Et, avec toute la modestie requise, je ne renierai pas mes analyses sur Ève ou sur la première Jeanne d’Arc qui relèvent des mêmes approches.
Décrire, analyser, dans toutes ses dimensions, un texte poétique, que Péguy lui-même assimilait à une tapisserie, ce n’est pas le réduire, le rapetisser, lui ôter son âme, son sens, - c’est mieux le connaître, mieux le comprendre en sachant toujours que nulle approche n’épuise le caractère irréductible de l’œuvre, faite d’inspiration, d’efforts, de travail, de force, de sensibilité… et de génie.
Enfin, Damien Le Guay, qui tient à ces questions, je le sais, me permettra de dire que les considérations sur le genre et le « mariage pour tous » sont largement hors sujet. J’ajouterai, d’un mot, pour ce qui est du « mariage pour tous » qu’il me paraît déplacé de parler de « passage en force » (p. 275) s’agissant d’une loi votée après de longs débats par le Parlement de la République.

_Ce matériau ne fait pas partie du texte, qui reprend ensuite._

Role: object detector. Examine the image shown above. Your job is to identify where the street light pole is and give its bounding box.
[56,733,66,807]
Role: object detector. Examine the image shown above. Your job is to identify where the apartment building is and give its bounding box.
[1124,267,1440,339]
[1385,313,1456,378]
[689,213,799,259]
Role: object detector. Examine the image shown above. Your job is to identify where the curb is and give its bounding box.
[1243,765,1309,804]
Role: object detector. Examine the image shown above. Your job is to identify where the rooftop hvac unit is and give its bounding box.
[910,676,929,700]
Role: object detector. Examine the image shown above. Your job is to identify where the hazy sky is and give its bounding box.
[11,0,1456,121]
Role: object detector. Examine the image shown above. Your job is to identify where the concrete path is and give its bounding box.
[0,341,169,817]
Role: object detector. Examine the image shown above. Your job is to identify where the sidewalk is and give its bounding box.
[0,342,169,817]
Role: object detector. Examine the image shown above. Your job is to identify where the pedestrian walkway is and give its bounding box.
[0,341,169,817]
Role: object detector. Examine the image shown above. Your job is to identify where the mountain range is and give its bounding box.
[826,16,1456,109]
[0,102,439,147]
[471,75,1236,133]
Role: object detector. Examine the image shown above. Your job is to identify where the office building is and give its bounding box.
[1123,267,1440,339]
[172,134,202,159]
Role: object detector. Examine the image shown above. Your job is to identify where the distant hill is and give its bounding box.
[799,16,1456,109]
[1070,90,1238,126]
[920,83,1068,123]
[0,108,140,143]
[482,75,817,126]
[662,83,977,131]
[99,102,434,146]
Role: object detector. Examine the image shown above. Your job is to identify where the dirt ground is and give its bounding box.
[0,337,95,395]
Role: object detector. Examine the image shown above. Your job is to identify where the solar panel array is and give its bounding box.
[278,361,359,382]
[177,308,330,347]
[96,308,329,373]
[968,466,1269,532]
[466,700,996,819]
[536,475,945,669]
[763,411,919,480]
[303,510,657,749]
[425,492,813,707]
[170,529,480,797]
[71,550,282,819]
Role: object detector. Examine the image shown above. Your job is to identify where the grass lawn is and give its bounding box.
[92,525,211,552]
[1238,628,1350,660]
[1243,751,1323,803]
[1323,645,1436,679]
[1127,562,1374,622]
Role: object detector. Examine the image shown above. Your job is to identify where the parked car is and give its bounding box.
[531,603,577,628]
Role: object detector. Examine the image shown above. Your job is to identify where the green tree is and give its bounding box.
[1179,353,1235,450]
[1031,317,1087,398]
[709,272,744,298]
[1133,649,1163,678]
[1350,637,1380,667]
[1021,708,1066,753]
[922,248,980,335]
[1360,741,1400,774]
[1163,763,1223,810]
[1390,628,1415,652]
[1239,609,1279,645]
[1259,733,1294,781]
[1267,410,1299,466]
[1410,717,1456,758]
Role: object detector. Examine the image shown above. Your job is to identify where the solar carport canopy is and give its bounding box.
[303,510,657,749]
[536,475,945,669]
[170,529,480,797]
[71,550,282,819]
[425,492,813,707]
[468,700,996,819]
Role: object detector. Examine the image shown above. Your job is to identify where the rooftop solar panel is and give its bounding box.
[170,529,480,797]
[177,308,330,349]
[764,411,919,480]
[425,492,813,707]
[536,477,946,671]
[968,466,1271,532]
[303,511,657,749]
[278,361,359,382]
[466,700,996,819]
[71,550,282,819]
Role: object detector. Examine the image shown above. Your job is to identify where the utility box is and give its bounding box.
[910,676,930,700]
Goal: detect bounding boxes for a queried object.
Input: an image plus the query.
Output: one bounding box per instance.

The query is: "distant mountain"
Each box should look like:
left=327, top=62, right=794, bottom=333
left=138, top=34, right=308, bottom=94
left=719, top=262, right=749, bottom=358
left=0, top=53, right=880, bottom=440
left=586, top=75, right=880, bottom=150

Cela étant dit – il fallait que ce le fût –, je termine en exprimant mon total accord avec ce que Damien Le Guay écrit des manuels scolaires. Alors qu’on a vu – et ce livre le montre éloquemment – que Péguy inspire nombre d’écrivains et de philosophes contemporains, dans leur diversité, alors que naguère quarante pages lui étaient consacrées dans le célèbre Lagarde et Michard, comment comprendre que, dans les manuels de littérature actuels consacrés au XXe siècle, Péguy ne soit ni cité, ni évoqué, ni présenté, ni expliqué. C’est une aberration. Avec Damien Le Guay, et j’en suis sûr bien d’autres, je demande au ministre de l’Education nationale qu’on revienne sur cet état de choses qui trouve peut-être son ultime, mais peu glorieuse explication, dans le fait que ce grand écrivain dérange toujours.